Skyler looked to Jason and Alexa, who both gave her small, encouraging smiles. She waved to them, not sure if it was goodbye or what, and followed Dr. Lobel through the swinging doors and into the hallways of the hospital.

She felt strangely scared. What if things with Kate were different? They were both altered now, weren’t they? What if they couldn’t connect with one another anymore? What if they had nothing to say?

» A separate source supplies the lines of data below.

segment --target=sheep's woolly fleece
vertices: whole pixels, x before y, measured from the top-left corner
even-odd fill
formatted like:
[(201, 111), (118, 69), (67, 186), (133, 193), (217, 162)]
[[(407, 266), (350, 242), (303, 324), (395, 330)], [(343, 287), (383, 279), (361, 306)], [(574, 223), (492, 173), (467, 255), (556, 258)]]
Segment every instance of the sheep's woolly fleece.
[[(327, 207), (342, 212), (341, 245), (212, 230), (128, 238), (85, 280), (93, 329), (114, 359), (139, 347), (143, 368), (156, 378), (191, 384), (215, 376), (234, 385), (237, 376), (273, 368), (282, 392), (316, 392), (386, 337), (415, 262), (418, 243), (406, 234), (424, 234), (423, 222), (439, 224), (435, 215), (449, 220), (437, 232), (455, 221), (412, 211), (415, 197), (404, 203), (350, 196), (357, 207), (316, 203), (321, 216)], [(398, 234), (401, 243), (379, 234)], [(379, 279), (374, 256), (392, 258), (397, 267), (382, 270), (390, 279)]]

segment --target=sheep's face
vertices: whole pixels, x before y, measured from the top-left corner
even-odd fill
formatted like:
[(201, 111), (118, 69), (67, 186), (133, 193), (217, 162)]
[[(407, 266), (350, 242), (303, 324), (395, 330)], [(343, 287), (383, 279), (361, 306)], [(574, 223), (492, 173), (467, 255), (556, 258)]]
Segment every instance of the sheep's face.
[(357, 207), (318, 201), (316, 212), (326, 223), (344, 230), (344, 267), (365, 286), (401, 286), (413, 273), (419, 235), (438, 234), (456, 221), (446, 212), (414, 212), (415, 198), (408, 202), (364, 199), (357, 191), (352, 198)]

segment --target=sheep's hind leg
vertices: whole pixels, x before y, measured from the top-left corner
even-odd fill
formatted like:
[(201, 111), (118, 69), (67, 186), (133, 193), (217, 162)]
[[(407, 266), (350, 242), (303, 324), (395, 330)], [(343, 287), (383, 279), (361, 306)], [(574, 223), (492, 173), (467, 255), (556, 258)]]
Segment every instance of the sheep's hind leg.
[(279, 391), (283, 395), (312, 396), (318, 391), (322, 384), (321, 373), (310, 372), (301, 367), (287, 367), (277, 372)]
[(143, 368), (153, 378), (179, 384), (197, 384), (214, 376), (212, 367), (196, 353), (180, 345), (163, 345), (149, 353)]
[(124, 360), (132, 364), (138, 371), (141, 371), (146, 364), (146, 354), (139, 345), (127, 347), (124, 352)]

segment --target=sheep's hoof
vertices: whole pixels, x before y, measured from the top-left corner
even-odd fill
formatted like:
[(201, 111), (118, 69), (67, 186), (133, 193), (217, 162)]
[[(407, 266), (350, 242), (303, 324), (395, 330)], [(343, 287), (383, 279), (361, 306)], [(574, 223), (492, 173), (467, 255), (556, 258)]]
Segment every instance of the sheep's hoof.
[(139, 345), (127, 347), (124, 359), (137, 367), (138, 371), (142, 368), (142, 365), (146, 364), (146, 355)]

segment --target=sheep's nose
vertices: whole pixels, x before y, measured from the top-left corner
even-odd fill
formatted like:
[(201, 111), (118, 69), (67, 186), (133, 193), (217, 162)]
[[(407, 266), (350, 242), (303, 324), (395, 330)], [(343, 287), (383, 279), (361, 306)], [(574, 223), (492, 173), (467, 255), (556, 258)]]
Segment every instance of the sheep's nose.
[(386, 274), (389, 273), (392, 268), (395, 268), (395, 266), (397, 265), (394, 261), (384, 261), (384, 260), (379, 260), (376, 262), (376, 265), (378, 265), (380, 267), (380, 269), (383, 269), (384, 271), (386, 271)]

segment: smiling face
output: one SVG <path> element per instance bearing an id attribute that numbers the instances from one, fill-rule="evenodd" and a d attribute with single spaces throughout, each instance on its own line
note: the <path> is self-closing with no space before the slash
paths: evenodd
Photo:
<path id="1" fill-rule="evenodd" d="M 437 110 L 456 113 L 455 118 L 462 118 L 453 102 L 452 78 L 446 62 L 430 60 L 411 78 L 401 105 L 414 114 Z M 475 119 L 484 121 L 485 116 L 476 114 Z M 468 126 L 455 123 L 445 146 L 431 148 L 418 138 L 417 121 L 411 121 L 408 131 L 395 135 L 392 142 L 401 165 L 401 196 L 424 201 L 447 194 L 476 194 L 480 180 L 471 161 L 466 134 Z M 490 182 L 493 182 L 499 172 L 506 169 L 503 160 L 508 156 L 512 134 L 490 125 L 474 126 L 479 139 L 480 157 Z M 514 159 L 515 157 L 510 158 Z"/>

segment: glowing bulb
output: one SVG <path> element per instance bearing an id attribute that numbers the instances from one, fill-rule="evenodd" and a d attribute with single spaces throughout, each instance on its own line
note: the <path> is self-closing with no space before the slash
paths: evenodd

Skyler thought about her grandparents, so far away, probably panicking, trying to get back to Boston as quickly as they could. Even though Skyler had told them to stay put, she couldn’t wait for them to get there, for her little family to be back together. For everyone to be in the house again, same as it had been for years.

She thought about her mother, wondered where she might be at that moment. Skyler wondered if maybe her mother had felt something, when Kate was in the accident. People said that parents have an extra sense like that. Maybe Lucy had been in the middle of some desert in California, or on a rocky, lonely beach, and had felt a sudden stab of panic and dread and had missed her daughters just then. Had worried about them. But maybe it didn’t matter, either way. Maybe what Skyler had, what she and Kate had, was enough.

Dr. Lobel guided Skyler around a corner and into a small room. “Kate,” she said, “you have a visitor.” Skyler walked in and saw her sister, bruised and bandaged and surrounded by beeping machines. She had so long to go before she was better. Still, as she walked in, she saw that Kate was smiling, looking happy and relieved to see Skyler, to see someone she could count on. To see her sister, crying and scared and grateful all at the same time, there in the room with her, ready to help her through.





Chapter Eighteen


    Jason



JASON WATCHED SKYLER leave with the doctor and felt a prickliness, the knowledge that he and Alexa were now alone, and that he’d have to face her again, would have to live with all of his secrets out in the open, the ones he’d held so long and so bitterly. So intensely.

Ambulances were arriving more slowly now, the local anchors on the TV saying that most of the injured victims had been removed from the scene and were at or were on their way to area hospitals. Investigations were under way, the mayor promising that a cause would be determined and if there were parties responsible—he kept saying “negligence”—they would be brought to justice. But still no word on Jason’s parents, if they were just bodies in the rubble or if they were on their way, injured but alive. He and Alexa were among the few people left, waiting for news, for closure, for some bloom of hope.

He looked at Alexa, her eyes still fixed on the door where Skyler had disappeared. She had a lot to think about, he figured. A lot to process. He had hoped he would feel lighter after he told his sister everything, but the space between them only felt heavier, more charged with hurt and confusion. Maybe he had made everything worse, as he always seemed to do, eventually. He and Alexa hadn’t said a word since Skyler left, Alexa staring at the door like she was trying to see through it to something else, Jason watching his sister and trying to figure out what she might do next.

Jason never would have guessed that Alexa would turn to him, her voice even and familiar, and ask, “Do you have any cigarettes?”

Jason blinked at her, not sure he’d heard her right. “Any what?”

“I know you smoke sometimes. Do you have any?”

“I—you don’t smoke.”

“You don’t know everything about me. Sometimes I do.”

“Oh. Well . . . Um, I don’t. Morgan had one of those e-cigarette things. But she’s . . . I don’t know where she went.”

“Maybe she’s outside. Let’s go outside.”